Abdul El-Sayed, 32, is running for governor of Michigan and if he wins, he will be the first Muslim governor in U.S. history. In this in-depth profile from the Guardian, the publication declares that the young politician is “trying not just to win, but to also change American politics itself.”
El-Sayed resume is extensive – he was a doctor, Rhodes Scholar, Ivy League professor, and director for the health department in Detroit, making him the youngest health director in any major city. His orator skills often draw comparisons to a young Barack Obama. Tamanika Terry Seward was in the audience of a recent campaign event in Ann Arbor and remarked: “I think the last time I sat there and gave that kind of smirk is when I first heard Obama in Chicago, when he was running for senator.”
Though still a year out from the Democratic primary, the Guardian states that El-Sayed “has a real chance of winning.” He has raised more than one-million dollars through individual donations, “Bernie Sanders style.” According to the publication: “He has pledged to take no corporate Pac money and is unabashedly disdainful of big money influencing elections… He has pledged universal healthcare to all Michiganders… and says he will raise the minimum wage to $15 an hour and make Michigan a ‘sanctuary state.’”

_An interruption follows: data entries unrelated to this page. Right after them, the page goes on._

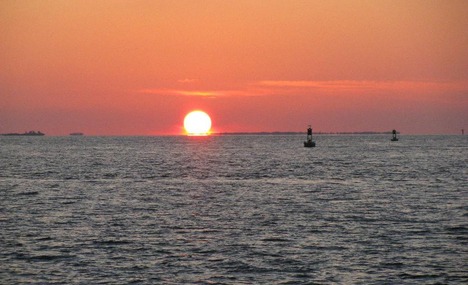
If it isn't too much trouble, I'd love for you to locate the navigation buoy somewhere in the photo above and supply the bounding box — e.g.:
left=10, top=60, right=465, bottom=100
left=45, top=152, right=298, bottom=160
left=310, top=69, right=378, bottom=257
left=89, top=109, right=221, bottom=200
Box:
left=304, top=125, right=315, bottom=147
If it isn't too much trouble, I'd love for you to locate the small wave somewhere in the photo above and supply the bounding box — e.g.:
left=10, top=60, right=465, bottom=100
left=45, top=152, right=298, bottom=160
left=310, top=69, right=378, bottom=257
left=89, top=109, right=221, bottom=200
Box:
left=261, top=237, right=291, bottom=242
left=93, top=240, right=132, bottom=245
left=17, top=254, right=75, bottom=262
left=18, top=191, right=39, bottom=196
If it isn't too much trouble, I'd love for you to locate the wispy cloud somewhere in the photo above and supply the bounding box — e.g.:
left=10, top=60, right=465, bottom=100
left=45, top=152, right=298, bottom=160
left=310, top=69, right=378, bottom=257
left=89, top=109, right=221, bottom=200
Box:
left=138, top=89, right=252, bottom=97
left=256, top=80, right=468, bottom=92
left=177, top=78, right=198, bottom=83
left=138, top=80, right=468, bottom=98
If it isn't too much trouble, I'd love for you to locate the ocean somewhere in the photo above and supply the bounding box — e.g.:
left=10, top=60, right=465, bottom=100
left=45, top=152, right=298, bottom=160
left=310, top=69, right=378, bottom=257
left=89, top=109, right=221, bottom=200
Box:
left=0, top=135, right=468, bottom=284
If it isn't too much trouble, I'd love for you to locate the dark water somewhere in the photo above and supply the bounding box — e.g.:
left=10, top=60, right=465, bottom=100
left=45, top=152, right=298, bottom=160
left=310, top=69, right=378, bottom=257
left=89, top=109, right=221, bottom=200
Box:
left=0, top=136, right=468, bottom=284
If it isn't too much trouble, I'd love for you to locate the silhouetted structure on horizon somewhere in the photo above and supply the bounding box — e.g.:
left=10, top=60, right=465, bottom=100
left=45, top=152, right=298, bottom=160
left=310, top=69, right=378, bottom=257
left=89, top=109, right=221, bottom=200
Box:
left=304, top=125, right=315, bottom=147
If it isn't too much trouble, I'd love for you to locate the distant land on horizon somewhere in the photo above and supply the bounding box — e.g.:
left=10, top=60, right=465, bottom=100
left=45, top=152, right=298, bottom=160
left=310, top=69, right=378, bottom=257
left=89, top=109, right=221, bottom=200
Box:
left=212, top=131, right=400, bottom=135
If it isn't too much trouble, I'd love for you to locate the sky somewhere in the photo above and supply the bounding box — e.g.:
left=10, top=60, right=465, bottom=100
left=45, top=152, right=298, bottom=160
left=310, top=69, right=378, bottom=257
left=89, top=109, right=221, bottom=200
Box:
left=0, top=0, right=468, bottom=135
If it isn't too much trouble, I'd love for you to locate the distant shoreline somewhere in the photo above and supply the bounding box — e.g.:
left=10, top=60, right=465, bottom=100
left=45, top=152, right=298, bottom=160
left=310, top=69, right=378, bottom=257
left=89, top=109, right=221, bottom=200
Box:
left=215, top=131, right=399, bottom=136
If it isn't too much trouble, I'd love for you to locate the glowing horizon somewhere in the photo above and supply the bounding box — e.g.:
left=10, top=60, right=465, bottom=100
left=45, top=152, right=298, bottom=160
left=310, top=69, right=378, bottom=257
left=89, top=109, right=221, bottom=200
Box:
left=0, top=0, right=468, bottom=135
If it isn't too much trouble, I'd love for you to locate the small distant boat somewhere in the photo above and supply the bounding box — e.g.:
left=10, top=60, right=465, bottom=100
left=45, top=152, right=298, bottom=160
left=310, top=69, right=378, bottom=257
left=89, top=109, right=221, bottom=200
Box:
left=2, top=131, right=45, bottom=136
left=391, top=130, right=398, bottom=142
left=304, top=125, right=315, bottom=147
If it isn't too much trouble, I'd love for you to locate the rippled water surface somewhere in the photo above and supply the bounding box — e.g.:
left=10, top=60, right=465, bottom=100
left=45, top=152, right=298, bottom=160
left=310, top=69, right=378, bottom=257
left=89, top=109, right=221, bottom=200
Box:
left=0, top=135, right=468, bottom=284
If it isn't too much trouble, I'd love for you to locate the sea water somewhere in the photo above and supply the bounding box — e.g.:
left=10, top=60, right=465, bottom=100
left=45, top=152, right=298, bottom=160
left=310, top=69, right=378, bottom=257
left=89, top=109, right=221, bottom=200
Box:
left=0, top=135, right=468, bottom=284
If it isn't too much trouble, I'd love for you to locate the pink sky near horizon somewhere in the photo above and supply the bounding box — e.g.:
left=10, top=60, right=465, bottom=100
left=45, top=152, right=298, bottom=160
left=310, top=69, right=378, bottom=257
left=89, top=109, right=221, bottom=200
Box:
left=0, top=0, right=468, bottom=135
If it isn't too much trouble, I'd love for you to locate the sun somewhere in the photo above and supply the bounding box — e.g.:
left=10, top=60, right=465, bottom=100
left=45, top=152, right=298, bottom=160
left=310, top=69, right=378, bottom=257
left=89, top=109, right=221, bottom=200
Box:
left=184, top=110, right=211, bottom=136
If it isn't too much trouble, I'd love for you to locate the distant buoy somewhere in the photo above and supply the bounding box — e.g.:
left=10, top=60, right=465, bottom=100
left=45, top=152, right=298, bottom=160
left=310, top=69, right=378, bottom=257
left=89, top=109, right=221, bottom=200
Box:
left=304, top=125, right=315, bottom=147
left=391, top=130, right=398, bottom=142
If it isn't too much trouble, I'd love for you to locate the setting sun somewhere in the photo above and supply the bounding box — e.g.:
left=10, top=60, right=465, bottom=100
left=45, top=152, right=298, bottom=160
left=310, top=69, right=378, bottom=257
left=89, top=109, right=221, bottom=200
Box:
left=184, top=111, right=211, bottom=136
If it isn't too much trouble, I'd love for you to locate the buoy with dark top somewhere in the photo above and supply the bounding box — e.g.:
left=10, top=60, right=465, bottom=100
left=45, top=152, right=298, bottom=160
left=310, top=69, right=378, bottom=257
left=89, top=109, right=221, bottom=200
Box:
left=304, top=125, right=315, bottom=147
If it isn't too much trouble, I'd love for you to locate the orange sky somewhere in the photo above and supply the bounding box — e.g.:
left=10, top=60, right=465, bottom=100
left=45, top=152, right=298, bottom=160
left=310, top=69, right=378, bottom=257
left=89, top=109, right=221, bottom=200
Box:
left=0, top=0, right=468, bottom=135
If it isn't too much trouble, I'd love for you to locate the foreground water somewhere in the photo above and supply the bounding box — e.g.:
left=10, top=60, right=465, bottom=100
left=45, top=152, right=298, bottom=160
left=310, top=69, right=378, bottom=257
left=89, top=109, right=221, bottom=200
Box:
left=0, top=135, right=468, bottom=284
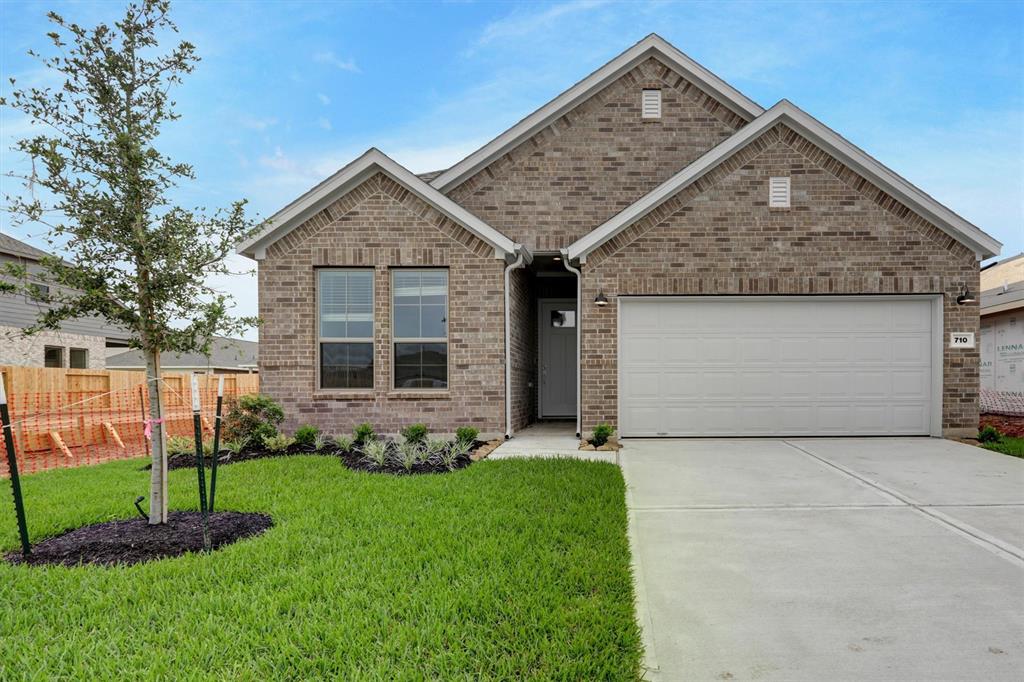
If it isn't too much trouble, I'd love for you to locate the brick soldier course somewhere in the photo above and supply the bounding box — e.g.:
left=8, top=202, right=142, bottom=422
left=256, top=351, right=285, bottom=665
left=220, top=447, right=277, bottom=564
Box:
left=240, top=36, right=998, bottom=434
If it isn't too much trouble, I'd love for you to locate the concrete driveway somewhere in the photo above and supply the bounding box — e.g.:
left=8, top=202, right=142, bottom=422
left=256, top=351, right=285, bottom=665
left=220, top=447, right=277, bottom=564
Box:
left=620, top=438, right=1024, bottom=680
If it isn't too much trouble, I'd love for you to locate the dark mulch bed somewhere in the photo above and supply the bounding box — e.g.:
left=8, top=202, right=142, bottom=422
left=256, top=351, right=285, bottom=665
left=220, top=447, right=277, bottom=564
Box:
left=6, top=511, right=273, bottom=566
left=158, top=440, right=487, bottom=474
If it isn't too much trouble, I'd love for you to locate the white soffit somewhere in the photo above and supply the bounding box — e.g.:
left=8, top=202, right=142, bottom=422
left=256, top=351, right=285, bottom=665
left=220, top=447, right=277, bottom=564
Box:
left=567, top=99, right=1002, bottom=260
left=430, top=33, right=764, bottom=191
left=237, top=148, right=516, bottom=260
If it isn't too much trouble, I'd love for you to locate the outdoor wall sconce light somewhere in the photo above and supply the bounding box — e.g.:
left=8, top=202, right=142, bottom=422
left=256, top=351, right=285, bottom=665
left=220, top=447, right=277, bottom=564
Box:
left=956, top=285, right=978, bottom=305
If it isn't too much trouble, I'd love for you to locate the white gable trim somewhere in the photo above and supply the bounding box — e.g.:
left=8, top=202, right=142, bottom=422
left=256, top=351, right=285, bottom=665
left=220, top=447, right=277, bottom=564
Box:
left=430, top=33, right=764, bottom=191
left=237, top=148, right=516, bottom=260
left=567, top=99, right=1002, bottom=260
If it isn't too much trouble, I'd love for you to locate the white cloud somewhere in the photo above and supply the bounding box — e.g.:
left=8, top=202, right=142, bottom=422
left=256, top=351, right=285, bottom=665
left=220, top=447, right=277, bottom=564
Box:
left=313, top=50, right=362, bottom=74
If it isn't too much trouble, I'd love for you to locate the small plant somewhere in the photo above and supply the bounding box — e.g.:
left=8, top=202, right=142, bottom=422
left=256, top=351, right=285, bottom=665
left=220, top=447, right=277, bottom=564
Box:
left=590, top=422, right=614, bottom=447
left=401, top=424, right=430, bottom=442
left=220, top=440, right=246, bottom=457
left=313, top=433, right=331, bottom=453
left=974, top=424, right=1002, bottom=449
left=423, top=438, right=449, bottom=459
left=263, top=433, right=295, bottom=453
left=224, top=395, right=285, bottom=442
left=455, top=426, right=480, bottom=444
left=352, top=422, right=377, bottom=445
left=362, top=439, right=389, bottom=469
left=295, top=424, right=319, bottom=447
left=394, top=440, right=424, bottom=473
left=437, top=440, right=473, bottom=471
left=167, top=436, right=196, bottom=455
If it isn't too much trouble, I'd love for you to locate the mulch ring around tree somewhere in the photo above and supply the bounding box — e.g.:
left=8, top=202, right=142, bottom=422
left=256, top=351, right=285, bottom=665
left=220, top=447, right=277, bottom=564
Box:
left=6, top=511, right=273, bottom=566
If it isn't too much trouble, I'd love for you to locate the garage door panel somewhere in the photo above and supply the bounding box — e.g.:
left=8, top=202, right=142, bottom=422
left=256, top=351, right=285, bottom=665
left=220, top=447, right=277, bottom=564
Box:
left=618, top=297, right=938, bottom=436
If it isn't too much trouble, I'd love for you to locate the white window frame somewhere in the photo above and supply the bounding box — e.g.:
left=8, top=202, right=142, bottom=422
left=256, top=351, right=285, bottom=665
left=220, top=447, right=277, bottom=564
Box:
left=313, top=267, right=377, bottom=393
left=388, top=267, right=452, bottom=393
left=68, top=348, right=89, bottom=370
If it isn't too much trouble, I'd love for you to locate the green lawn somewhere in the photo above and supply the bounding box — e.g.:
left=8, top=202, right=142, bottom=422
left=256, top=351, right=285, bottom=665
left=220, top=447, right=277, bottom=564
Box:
left=980, top=436, right=1024, bottom=457
left=0, top=457, right=641, bottom=680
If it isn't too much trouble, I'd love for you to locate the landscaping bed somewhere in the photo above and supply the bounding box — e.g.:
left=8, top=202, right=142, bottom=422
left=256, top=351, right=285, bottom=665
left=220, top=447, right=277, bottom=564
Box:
left=0, top=456, right=641, bottom=680
left=7, top=511, right=273, bottom=566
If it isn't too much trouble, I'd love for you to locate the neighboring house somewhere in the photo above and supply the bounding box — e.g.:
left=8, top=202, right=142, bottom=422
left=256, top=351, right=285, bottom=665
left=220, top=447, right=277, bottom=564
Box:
left=981, top=254, right=1024, bottom=395
left=239, top=35, right=1000, bottom=436
left=0, top=229, right=128, bottom=370
left=106, top=337, right=259, bottom=374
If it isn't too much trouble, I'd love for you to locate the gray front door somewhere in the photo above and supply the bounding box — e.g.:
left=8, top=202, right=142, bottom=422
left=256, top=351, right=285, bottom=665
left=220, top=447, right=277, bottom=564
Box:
left=539, top=300, right=579, bottom=417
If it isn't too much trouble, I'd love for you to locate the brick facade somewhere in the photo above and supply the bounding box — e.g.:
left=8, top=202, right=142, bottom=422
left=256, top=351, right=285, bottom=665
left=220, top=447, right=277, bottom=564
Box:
left=259, top=174, right=505, bottom=433
left=447, top=58, right=745, bottom=252
left=583, top=125, right=979, bottom=433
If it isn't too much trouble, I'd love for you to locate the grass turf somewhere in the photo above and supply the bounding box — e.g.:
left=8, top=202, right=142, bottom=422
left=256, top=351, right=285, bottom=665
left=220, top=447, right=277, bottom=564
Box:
left=980, top=436, right=1024, bottom=457
left=0, top=457, right=641, bottom=680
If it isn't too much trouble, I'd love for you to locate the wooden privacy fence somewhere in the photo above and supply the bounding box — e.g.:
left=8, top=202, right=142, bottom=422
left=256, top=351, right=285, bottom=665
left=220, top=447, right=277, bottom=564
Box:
left=0, top=366, right=259, bottom=476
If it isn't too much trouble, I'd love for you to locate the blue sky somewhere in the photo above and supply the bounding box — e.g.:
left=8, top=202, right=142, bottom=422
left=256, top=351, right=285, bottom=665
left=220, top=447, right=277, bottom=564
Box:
left=0, top=0, right=1024, bottom=336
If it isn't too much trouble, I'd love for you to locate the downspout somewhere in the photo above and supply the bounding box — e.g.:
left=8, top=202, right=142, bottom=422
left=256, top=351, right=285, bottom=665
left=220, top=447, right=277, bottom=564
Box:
left=561, top=249, right=583, bottom=438
left=505, top=244, right=526, bottom=440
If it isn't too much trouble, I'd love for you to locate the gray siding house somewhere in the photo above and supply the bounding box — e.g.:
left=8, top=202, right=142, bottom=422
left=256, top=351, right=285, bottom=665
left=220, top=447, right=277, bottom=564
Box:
left=0, top=233, right=128, bottom=370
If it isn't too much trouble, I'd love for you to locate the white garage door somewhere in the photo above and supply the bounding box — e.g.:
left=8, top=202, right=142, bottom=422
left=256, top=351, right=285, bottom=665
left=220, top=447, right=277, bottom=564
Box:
left=618, top=297, right=941, bottom=436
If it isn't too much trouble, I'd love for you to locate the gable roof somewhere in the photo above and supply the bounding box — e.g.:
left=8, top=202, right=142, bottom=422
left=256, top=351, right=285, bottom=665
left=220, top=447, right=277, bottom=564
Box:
left=563, top=99, right=1002, bottom=260
left=0, top=232, right=49, bottom=261
left=430, top=33, right=764, bottom=191
left=237, top=147, right=516, bottom=260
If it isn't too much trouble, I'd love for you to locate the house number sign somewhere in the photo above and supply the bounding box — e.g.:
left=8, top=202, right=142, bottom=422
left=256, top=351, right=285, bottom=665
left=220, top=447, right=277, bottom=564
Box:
left=949, top=332, right=974, bottom=348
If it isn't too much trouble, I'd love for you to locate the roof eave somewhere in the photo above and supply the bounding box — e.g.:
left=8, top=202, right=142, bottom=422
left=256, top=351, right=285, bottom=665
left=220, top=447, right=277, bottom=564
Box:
left=567, top=99, right=1002, bottom=260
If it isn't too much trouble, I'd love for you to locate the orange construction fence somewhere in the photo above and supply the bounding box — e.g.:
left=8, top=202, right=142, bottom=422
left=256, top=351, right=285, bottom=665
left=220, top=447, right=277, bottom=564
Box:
left=0, top=367, right=259, bottom=477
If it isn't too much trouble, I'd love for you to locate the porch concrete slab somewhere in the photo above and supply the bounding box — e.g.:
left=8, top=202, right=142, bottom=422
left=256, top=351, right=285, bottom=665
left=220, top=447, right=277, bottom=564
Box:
left=487, top=422, right=616, bottom=464
left=790, top=438, right=1024, bottom=505
left=636, top=507, right=1024, bottom=681
left=620, top=438, right=891, bottom=508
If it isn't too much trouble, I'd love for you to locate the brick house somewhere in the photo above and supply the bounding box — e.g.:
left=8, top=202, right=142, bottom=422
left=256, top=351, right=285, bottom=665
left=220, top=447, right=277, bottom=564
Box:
left=239, top=35, right=1000, bottom=436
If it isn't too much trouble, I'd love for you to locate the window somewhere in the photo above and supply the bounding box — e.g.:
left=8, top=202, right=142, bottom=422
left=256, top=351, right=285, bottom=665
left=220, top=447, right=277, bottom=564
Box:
left=640, top=89, right=662, bottom=119
left=768, top=176, right=790, bottom=208
left=317, top=269, right=374, bottom=388
left=43, top=346, right=63, bottom=367
left=551, top=310, right=575, bottom=328
left=68, top=348, right=89, bottom=370
left=391, top=269, right=447, bottom=388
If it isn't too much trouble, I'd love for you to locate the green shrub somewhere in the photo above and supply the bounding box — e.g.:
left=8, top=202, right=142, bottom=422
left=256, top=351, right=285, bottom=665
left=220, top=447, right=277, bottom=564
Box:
left=360, top=440, right=390, bottom=469
left=263, top=433, right=295, bottom=453
left=455, top=426, right=480, bottom=443
left=223, top=394, right=285, bottom=442
left=401, top=424, right=430, bottom=442
left=352, top=422, right=377, bottom=444
left=295, top=424, right=319, bottom=447
left=978, top=424, right=1002, bottom=442
left=167, top=436, right=196, bottom=455
left=590, top=422, right=614, bottom=447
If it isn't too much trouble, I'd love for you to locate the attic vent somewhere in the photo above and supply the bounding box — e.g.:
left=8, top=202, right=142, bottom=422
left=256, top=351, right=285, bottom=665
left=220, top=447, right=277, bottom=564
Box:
left=640, top=88, right=662, bottom=119
left=768, top=177, right=790, bottom=208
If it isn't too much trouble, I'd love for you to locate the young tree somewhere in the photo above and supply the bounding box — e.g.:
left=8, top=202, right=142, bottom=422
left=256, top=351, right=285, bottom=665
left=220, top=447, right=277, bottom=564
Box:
left=0, top=0, right=257, bottom=523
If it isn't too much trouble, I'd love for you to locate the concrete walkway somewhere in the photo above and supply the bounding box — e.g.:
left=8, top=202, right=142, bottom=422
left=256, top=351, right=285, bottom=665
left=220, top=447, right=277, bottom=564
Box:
left=488, top=422, right=615, bottom=464
left=620, top=438, right=1024, bottom=681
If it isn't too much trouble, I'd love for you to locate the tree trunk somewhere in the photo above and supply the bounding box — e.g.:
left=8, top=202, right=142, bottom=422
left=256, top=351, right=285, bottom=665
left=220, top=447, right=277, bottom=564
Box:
left=145, top=350, right=167, bottom=525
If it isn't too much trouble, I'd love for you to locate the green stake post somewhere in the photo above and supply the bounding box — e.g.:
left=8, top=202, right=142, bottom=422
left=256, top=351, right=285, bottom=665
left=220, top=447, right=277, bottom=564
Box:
left=0, top=374, right=32, bottom=556
left=210, top=375, right=224, bottom=513
left=191, top=374, right=210, bottom=552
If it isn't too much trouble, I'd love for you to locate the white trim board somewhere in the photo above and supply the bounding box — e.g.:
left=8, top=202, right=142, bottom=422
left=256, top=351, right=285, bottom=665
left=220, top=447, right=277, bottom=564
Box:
left=430, top=33, right=764, bottom=191
left=237, top=147, right=516, bottom=260
left=567, top=99, right=1002, bottom=260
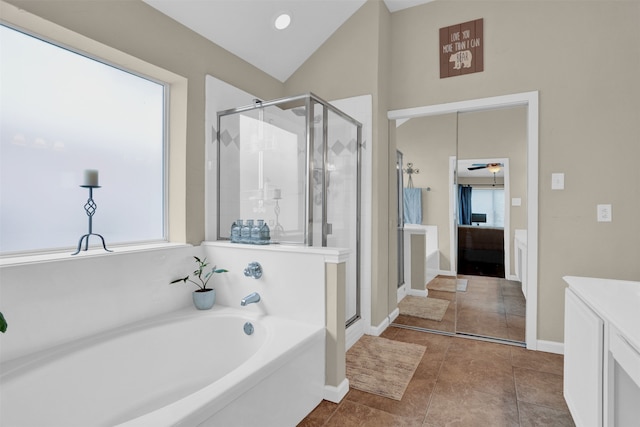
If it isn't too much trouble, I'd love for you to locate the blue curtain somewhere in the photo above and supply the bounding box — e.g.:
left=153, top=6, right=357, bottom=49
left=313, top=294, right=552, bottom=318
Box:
left=403, top=188, right=422, bottom=224
left=458, top=185, right=471, bottom=225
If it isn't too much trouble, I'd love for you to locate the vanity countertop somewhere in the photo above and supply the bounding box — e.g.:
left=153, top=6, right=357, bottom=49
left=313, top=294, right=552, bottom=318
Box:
left=564, top=276, right=640, bottom=349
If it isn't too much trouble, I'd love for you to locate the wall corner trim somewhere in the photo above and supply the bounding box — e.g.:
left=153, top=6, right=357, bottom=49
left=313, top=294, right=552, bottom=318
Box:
left=322, top=378, right=349, bottom=403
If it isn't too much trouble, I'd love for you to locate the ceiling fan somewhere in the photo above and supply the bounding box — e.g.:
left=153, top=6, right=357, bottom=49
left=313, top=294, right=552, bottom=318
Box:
left=467, top=163, right=504, bottom=173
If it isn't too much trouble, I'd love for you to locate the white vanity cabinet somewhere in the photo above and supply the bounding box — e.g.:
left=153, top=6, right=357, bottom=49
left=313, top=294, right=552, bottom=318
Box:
left=564, top=276, right=640, bottom=427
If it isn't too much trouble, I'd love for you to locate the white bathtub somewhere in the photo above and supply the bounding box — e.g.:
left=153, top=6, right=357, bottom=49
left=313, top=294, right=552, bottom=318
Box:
left=0, top=306, right=325, bottom=427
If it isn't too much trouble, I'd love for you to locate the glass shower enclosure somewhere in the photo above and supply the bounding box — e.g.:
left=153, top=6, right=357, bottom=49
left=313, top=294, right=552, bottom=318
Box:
left=217, top=93, right=362, bottom=326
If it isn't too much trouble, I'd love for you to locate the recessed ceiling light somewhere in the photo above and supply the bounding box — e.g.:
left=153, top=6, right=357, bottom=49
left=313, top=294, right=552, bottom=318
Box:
left=274, top=13, right=291, bottom=30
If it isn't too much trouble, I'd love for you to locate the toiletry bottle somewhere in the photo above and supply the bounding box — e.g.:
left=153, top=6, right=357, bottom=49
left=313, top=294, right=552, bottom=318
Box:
left=251, top=219, right=263, bottom=245
left=260, top=221, right=271, bottom=245
left=240, top=219, right=253, bottom=243
left=231, top=219, right=242, bottom=243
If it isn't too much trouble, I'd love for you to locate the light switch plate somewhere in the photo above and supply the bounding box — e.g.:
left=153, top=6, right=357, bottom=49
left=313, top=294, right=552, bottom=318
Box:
left=551, top=173, right=564, bottom=190
left=598, top=205, right=612, bottom=222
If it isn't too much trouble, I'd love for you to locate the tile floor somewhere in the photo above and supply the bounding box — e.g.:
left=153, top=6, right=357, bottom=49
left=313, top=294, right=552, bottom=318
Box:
left=299, top=327, right=574, bottom=427
left=394, top=275, right=526, bottom=342
left=456, top=275, right=526, bottom=342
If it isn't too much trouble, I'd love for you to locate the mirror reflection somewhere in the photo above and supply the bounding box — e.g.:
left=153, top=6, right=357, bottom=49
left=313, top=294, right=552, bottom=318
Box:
left=395, top=106, right=527, bottom=343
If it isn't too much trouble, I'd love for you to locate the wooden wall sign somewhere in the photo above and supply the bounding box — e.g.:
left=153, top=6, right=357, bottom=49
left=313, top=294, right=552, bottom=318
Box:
left=440, top=18, right=484, bottom=79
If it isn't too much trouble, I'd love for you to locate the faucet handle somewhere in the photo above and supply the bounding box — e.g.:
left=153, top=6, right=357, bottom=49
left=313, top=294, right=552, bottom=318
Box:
left=244, top=261, right=262, bottom=279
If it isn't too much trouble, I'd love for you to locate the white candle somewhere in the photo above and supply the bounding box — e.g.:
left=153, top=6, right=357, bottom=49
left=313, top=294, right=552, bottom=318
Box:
left=82, top=169, right=98, bottom=187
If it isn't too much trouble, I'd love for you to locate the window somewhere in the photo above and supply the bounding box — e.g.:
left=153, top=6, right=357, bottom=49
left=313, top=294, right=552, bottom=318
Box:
left=0, top=25, right=167, bottom=253
left=471, top=187, right=504, bottom=227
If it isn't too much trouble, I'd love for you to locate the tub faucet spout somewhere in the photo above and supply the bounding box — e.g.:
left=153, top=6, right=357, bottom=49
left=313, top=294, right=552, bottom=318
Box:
left=240, top=292, right=260, bottom=307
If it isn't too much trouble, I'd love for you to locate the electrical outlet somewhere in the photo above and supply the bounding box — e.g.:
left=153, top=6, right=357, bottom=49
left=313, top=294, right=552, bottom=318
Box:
left=551, top=173, right=564, bottom=190
left=598, top=205, right=611, bottom=222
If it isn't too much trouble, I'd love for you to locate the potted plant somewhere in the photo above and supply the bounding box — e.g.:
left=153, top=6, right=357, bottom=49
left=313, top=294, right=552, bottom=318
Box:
left=171, top=256, right=227, bottom=310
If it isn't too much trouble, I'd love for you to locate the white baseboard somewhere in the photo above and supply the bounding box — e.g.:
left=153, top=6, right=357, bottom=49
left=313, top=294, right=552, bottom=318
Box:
left=437, top=270, right=457, bottom=277
left=536, top=340, right=564, bottom=354
left=322, top=378, right=349, bottom=403
left=407, top=289, right=429, bottom=297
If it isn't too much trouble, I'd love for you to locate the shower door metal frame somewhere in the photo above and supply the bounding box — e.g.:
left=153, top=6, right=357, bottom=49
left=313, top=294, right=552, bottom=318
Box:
left=216, top=92, right=362, bottom=328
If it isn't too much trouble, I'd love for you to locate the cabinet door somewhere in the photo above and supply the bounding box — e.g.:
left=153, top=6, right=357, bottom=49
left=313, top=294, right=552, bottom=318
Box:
left=564, top=289, right=604, bottom=427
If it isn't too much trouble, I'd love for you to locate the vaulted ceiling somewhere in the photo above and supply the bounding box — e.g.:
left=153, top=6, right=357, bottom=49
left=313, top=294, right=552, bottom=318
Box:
left=143, top=0, right=432, bottom=82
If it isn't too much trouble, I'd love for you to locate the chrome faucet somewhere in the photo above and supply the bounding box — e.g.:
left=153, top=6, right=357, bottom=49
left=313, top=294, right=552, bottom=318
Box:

In a recent campaign speech El-Sayed said that he believed in a clear separation of church and state. “I can tell you that my ability to practice my faith in person, in my own home, when I choose to, where I’m allowed to, because of freedoms in this country have everything to do with that separation of church and state. If I am going to want to be able to put my face on the ground 34 times a day, like I do, because I’m Muslim, I want to make sure no one can take that right away from me. And I will not take that right away from anyone else.”